Les baleines boréales empruntent les chants d’autres espèces arctiques

Dans les eaux autour du Svalbard, les baleines boréales révèlent une dimension inattendue de leur comportement vocal déjà remarquable. Une nouvelle étude montre que ces géants de l’Arctique ne se contentent pas de leur propre répertoire. Ils imitent également les sons d’autres espèces et les intègrent à leurs chants.
Les baleines boréales sont connues pour produire certains des chants les plus complexes et les plus variables du règne animal. Les mâles chantent principalement durant les mois d’hiver, lorsque la période de reproduction atteint son pic. Contrairement aux baleines à bosse, qui tendent à converger vers des chants communs, les baleines boréales modifient en permanence leurs motifs vocaux, créant une diversité exceptionnelle qui intrigue les scientifiques depuis longtemps.
Des années d’enregistrements acoustiques sous-marins ont désormais permis d’y voir plus clair. Des chercheurs de l’Institut polaire norvégien ont identifié à plusieurs reprises des chants de baleines boréales contenant des sons très similaires aux appels des phoques barbus. Ces longs trilles descendants sont une caractéristique marquante de l’environnement acoustique arctique, et les deux espèces produisent des sons dans des plages de fréquences comparables. Comme leur activité vocale se chevauche en dehors des périodes de reproduction, les baleines sont probablement régulièrement exposées à ces appels. Ces trilles sont également exigeants sur le plan acoustique, et leur intégration dans les chants des baleines pourrait refléter une forme de performance vocale.
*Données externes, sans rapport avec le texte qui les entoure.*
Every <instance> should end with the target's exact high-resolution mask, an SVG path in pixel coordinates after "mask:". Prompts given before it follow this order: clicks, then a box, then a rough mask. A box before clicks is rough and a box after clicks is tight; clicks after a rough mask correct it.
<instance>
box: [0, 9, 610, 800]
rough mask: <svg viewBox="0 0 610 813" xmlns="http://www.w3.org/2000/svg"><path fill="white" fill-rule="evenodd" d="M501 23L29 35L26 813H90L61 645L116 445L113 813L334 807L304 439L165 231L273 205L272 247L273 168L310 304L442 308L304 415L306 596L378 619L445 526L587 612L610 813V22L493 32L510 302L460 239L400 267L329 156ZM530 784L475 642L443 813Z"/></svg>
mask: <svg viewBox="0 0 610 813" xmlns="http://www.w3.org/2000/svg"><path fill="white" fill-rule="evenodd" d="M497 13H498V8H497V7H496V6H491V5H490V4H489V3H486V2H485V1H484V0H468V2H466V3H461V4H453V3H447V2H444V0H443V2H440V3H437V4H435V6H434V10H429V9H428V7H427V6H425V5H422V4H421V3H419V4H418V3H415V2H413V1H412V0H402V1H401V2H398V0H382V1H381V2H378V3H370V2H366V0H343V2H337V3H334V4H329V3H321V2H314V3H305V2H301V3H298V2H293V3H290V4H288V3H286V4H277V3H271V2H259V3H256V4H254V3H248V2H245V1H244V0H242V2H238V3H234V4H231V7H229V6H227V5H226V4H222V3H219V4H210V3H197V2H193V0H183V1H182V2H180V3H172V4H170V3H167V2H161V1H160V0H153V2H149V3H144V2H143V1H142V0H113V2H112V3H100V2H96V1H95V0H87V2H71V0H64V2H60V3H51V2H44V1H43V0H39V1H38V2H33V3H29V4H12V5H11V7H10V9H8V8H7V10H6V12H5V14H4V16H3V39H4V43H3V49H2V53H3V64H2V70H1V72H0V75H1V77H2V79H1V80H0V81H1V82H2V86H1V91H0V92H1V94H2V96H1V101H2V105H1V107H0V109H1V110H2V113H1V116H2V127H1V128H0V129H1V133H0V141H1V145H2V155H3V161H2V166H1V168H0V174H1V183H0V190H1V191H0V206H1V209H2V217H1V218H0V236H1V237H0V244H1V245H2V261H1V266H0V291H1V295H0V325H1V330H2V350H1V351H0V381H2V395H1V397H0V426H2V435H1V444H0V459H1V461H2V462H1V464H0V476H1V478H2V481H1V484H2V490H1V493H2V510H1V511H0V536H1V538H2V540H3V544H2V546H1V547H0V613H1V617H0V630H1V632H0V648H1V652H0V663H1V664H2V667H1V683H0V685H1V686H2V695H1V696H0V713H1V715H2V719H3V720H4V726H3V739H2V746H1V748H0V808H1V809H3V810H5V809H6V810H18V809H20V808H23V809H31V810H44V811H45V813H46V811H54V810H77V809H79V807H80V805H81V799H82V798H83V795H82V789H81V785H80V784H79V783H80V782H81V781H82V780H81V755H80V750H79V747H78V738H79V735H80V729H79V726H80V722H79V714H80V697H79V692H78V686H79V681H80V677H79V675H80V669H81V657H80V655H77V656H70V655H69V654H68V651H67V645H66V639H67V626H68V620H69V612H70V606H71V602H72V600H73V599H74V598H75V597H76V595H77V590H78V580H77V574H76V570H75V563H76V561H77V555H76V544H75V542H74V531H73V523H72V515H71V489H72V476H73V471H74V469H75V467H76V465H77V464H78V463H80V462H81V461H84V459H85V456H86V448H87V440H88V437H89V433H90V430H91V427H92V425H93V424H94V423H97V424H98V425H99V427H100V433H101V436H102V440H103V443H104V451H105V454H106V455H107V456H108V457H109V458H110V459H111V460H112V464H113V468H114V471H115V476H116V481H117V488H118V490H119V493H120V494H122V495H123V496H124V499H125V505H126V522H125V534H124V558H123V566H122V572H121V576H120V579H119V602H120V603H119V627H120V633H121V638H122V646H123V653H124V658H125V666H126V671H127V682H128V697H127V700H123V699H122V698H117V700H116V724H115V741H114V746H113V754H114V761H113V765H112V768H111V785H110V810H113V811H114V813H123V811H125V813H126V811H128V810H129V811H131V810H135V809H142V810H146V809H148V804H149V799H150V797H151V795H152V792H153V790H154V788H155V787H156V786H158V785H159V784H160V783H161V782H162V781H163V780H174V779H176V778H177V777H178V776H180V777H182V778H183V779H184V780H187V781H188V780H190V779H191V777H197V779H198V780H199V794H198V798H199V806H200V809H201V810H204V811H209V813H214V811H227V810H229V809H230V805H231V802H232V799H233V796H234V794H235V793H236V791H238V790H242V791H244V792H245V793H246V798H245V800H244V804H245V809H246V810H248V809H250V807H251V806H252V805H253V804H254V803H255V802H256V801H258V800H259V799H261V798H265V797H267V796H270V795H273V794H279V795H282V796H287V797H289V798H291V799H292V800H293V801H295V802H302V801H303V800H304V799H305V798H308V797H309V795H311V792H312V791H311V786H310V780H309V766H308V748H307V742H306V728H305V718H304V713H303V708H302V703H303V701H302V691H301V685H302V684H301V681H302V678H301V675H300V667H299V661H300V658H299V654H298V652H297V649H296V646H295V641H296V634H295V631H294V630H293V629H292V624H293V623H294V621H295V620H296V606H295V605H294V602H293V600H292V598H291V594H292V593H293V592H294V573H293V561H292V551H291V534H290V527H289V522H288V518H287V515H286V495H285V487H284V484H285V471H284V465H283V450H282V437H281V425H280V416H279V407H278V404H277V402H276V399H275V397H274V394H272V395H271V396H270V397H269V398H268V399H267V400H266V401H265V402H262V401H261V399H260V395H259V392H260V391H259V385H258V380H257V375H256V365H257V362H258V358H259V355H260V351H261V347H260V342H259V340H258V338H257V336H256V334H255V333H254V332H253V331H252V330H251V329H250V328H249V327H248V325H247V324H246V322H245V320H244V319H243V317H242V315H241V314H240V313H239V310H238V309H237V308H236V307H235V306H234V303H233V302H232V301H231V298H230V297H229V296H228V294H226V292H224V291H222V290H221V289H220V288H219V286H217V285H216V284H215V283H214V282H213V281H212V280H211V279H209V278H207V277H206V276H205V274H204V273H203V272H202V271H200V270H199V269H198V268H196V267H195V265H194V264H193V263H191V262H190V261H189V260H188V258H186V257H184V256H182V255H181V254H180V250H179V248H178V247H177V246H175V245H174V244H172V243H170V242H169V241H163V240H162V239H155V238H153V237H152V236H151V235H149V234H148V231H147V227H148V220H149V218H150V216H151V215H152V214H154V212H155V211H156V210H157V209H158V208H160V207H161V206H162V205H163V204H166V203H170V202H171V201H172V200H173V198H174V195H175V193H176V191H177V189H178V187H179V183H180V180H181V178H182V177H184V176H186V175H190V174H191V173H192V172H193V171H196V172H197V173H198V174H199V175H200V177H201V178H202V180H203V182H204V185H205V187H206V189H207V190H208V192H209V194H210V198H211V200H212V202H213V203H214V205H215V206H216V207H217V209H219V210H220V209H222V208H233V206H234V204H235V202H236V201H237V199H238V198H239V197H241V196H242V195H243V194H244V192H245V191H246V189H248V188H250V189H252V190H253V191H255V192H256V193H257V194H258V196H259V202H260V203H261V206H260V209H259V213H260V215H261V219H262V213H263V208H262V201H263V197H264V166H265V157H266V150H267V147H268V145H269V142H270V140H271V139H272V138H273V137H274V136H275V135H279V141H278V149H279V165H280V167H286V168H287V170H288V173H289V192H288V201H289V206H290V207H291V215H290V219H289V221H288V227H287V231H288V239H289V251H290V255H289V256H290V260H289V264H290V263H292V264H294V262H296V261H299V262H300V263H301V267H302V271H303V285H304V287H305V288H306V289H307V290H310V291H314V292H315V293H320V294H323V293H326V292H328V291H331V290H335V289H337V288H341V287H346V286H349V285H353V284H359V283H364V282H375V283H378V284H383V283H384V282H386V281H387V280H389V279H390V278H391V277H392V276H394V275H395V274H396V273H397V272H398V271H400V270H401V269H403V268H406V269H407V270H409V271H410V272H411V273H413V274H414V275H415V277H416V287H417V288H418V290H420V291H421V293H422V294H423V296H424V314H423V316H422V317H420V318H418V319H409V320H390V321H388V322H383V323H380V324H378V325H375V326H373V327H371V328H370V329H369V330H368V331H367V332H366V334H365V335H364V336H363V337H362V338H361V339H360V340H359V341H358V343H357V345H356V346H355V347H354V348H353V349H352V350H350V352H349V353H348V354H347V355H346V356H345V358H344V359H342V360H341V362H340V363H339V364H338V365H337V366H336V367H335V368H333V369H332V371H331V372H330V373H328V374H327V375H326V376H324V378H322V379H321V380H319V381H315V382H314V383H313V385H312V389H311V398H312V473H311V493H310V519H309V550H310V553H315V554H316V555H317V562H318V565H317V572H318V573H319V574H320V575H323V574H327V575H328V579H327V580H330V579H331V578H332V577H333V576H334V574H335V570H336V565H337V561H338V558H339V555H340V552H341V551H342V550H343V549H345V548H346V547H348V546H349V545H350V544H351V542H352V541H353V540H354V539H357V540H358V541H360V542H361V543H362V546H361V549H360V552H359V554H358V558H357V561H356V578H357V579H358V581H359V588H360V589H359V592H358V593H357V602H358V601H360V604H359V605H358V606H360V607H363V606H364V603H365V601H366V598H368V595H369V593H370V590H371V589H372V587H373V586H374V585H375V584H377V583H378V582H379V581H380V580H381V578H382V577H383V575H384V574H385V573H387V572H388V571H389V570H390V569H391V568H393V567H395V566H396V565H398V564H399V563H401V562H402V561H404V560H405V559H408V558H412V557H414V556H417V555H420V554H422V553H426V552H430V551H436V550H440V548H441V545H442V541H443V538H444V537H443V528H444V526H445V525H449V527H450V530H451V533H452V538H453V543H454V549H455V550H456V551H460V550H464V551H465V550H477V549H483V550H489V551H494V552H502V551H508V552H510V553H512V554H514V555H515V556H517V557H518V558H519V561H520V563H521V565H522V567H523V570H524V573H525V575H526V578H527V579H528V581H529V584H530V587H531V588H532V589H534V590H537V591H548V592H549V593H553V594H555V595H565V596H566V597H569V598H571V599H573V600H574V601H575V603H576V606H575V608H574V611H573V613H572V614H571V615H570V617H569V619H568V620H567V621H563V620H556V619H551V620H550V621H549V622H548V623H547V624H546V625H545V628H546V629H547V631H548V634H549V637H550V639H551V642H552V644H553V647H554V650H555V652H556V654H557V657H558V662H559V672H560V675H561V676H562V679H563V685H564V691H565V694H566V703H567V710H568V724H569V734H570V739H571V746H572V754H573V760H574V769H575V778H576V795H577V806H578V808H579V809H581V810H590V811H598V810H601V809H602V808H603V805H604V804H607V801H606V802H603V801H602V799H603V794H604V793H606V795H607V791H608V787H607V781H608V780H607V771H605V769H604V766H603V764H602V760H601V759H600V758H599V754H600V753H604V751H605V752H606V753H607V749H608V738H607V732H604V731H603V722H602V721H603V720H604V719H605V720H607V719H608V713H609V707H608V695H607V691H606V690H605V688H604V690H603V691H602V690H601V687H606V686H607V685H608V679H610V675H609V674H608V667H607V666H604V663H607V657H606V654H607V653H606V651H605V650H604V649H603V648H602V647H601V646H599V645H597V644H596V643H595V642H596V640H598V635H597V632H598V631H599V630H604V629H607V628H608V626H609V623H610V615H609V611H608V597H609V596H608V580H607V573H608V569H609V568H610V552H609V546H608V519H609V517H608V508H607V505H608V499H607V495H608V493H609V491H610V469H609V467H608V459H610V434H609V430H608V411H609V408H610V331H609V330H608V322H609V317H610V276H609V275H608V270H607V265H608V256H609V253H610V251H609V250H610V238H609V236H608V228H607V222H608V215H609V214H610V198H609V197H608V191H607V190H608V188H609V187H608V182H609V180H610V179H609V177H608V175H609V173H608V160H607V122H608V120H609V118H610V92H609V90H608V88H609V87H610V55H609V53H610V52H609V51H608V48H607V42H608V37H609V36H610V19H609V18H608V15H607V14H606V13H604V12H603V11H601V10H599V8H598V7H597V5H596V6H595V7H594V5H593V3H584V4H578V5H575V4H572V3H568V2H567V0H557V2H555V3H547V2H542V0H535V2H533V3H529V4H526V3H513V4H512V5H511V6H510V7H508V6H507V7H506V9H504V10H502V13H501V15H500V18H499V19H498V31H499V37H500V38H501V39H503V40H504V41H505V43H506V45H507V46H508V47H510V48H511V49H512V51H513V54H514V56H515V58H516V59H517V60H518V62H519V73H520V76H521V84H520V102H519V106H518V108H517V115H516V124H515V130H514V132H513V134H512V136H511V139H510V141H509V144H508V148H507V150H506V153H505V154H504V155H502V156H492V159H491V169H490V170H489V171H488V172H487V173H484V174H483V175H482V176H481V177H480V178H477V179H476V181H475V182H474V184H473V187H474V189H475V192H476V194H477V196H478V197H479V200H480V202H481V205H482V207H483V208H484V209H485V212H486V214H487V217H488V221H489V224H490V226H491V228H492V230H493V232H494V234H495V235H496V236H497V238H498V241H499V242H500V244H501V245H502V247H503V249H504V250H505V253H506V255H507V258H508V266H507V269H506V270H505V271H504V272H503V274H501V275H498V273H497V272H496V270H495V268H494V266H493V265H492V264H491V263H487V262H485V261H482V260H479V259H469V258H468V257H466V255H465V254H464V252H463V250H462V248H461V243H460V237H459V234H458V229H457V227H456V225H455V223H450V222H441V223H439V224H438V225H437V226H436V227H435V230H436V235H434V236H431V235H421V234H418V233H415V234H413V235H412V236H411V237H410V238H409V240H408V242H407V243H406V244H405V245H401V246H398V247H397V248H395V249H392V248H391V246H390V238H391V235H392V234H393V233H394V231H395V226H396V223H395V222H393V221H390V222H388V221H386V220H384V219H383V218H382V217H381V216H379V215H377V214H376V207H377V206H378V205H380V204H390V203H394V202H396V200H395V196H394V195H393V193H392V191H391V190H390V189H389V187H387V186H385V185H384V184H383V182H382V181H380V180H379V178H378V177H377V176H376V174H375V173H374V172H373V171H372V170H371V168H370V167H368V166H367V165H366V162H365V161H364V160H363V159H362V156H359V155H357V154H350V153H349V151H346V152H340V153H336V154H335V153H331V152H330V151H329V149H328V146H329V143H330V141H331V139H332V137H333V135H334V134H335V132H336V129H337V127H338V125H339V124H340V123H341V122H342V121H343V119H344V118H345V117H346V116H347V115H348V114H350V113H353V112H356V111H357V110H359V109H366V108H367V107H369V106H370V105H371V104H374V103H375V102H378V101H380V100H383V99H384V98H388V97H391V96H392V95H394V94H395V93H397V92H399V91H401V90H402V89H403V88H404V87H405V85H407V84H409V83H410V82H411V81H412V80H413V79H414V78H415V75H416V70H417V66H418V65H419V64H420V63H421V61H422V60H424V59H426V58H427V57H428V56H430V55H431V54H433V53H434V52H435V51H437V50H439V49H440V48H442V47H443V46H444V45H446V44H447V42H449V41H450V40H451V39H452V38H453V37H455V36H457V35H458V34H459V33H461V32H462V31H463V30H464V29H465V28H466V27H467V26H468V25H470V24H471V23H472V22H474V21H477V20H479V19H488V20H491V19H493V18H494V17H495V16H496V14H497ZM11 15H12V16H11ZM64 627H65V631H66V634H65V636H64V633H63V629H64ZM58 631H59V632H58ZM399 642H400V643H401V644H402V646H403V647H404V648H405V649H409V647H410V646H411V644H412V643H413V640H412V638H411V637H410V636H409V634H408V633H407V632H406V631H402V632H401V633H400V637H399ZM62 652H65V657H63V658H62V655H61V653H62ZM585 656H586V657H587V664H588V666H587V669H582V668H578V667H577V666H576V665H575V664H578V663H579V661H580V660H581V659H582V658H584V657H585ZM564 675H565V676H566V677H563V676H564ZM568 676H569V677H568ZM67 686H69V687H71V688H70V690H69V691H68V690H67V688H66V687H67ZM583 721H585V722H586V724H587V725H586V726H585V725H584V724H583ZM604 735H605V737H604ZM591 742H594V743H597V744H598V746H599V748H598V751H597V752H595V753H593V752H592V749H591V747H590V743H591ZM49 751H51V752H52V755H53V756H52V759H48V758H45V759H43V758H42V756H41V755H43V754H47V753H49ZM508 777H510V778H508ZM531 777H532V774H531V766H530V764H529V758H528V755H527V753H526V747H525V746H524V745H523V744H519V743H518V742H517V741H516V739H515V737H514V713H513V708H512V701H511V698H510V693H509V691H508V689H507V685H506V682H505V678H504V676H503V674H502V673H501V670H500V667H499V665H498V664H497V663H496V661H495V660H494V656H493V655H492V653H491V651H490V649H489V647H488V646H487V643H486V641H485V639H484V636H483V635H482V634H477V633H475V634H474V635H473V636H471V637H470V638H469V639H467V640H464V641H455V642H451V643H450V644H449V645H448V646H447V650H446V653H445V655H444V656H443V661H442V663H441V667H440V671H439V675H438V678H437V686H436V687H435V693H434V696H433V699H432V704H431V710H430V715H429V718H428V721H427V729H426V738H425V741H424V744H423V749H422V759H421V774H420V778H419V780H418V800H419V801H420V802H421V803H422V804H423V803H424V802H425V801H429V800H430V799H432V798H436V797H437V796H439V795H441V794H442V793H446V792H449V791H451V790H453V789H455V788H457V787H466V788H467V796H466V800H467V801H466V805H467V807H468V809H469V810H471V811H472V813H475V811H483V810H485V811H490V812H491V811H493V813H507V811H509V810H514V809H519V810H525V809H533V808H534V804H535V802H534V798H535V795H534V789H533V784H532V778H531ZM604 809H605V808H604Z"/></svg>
Au départ, ces enregistrements ont suscité des doutes. Les sons semblaient déplacés dans les chants des baleines. Mais des analyses détaillées ont confirmé que les baleines les produisaient elles-mêmes. Fait essentiel, les sons imités ne sont pas isolés. Ils sont intégrés dans les motifs structurés et répétitifs des chants des baleines, ce qui montre que ces animaux incorporent activement et modifient ce qu’ils entendent.
Ce comportement renvoie à un apprentissage vocal complexe, une capacité rare dans le règne animal. Elle implique la faculté d’acquérir de nouveaux sons par l’écoute et de les reproduire avec précision. Si cette capacité est bien documentée chez certains oiseaux et quelques mammifères, elle a été moins souvent mise en évidence chez les mysticètes. Ces résultats placent les baleines boréales parmi les rares espèces capables d’une telle flexibilité acoustique.
Cette flexibilité vocale pourrait jouer un rôle dans la reproduction. Les baleines boréales s’appuieraient sur des signaux acoustiques lors de la parade nuptiale, où la complexité des chants pourrait refléter la qualité d’un individu. Chez d’autres espèces, des vocalisations plus élaborées ou exigeantes sont associées au succès reproducteur. Un mécanisme similaire pourrait être à l’œuvre ici.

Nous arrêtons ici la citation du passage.